Son premier grand combat arrive vite. Au début des années 1980, Femenia Fabrication est en difficultés. Alors secrétaire CGT de l'entreprise, Michel Stefani se lance dans une bataille qui durera quatre ans. Sans succès. "En 1987, malgré un plan de relance, 107 des 150 employés ont été licenciés économique. J'en faisais partie", raconte-t-il.
Sous ses aspects réservés, Michel cache beaucoup de sensibilité et d'empathie, des qualités qui expliquent son engagement.

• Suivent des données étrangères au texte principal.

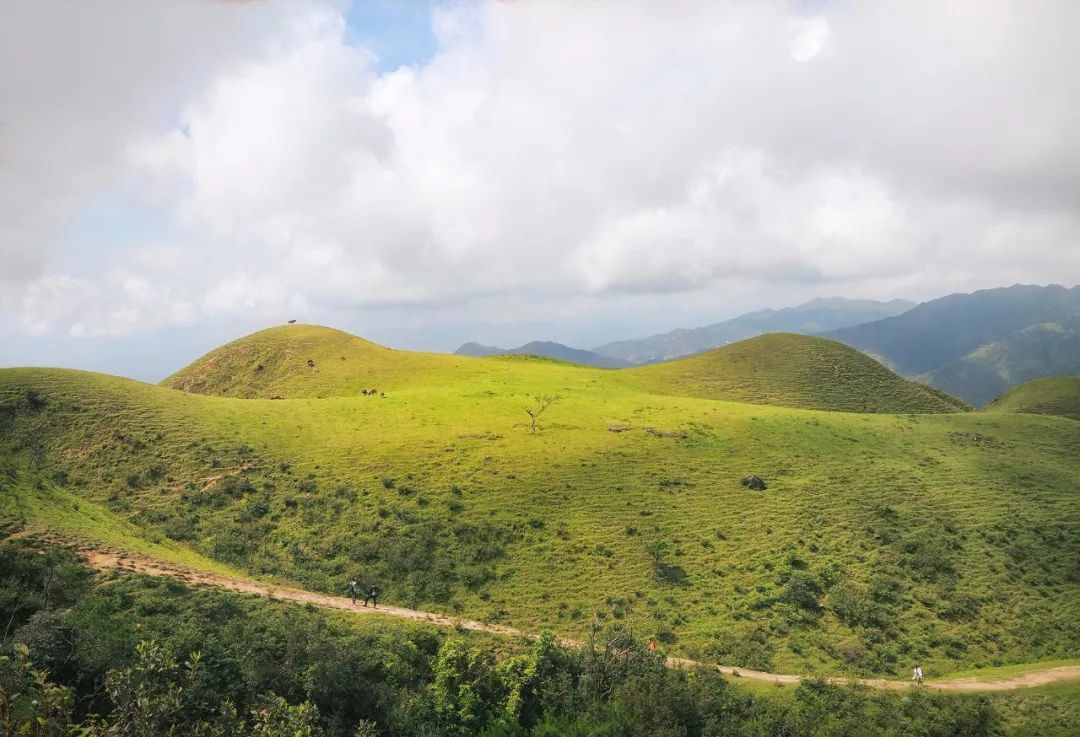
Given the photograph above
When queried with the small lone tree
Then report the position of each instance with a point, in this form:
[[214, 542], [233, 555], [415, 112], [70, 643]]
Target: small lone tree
[[540, 404]]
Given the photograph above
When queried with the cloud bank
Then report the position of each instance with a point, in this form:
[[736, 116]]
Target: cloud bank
[[602, 155]]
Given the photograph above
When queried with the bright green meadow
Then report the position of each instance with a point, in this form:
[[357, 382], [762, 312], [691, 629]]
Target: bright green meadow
[[896, 527]]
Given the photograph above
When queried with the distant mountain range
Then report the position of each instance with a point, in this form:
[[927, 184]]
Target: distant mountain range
[[547, 349], [814, 317], [977, 345], [972, 346]]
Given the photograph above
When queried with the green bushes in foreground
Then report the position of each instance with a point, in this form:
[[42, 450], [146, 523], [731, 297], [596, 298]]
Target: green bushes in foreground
[[156, 657]]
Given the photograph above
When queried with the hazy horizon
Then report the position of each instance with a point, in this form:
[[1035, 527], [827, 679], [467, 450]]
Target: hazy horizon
[[174, 175]]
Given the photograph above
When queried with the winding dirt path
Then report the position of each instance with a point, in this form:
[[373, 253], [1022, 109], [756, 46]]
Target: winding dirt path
[[103, 560]]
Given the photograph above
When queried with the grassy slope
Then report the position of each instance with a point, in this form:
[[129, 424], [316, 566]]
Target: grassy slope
[[791, 370], [274, 363], [1053, 396], [950, 537]]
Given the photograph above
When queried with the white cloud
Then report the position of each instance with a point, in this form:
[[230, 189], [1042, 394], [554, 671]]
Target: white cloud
[[559, 150], [808, 37]]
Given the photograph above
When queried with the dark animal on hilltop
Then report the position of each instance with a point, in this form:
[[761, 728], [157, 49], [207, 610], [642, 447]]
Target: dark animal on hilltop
[[755, 482]]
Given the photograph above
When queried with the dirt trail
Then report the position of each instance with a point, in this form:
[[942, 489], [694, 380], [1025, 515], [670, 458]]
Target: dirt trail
[[105, 560]]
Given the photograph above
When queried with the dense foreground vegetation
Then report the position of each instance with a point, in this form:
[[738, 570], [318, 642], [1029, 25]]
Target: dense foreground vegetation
[[881, 538], [130, 655]]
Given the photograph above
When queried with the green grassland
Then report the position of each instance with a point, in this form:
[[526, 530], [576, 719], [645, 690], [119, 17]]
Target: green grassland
[[882, 538], [793, 371], [1052, 396]]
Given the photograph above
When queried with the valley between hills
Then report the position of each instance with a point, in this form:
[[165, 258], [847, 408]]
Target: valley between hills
[[896, 525]]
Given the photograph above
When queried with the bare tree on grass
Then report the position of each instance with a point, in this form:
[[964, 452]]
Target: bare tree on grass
[[540, 404]]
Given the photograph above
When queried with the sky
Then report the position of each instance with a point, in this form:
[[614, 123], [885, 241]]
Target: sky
[[176, 174]]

C'est à cette période qu'il croise le chemin de Francis Riolacci, également membre de PC, ancien adjoint à la mairie de Bastia. "Sous ses aspects réservés, Michel cache beaucoup de sensibilité et d'empathie, des qualités qui expliquent son engagement. Il est parvenu à transformer l'élan du cœur en sérieux et en rigueur. Son esprit de responsabilité est reconnu de tous, et il se traduit par ses fonctions à la tête du PC en Corse mais aussi par toutes les situations auxquelles il a fait face ces dernières décennies", confie-t-il.
L'enjeu du coût de la vie
Des décennies particulièrement foisonnantes au plan politique. Encore militant, Michel Stefani participe à sa première campagne électorale aux élections législatives de 1981 auprès de Pierre Guidicelli. "C'était une personnalité avec un grand rayonnement avec un passé de Résistant. J'avais beaucoup de respect pour lui, je ne peux pas dire qu'il m'impressionnait parce que ça ne lui aurait pas plu, mais il en imposait de par ses réalisations au service de l'intérêt général", livre-t-il.
En 1986, il fait son entrée à l'Assemblée de Corse qu'il arpentera une première fois jusqu'en 1992. Des mandats marqués, en 1989, par "le plus grand mouvement social qu'ait connu l'île". Ici, la vie est plus chère que sur le continent et la population réclame une prime d'insularité.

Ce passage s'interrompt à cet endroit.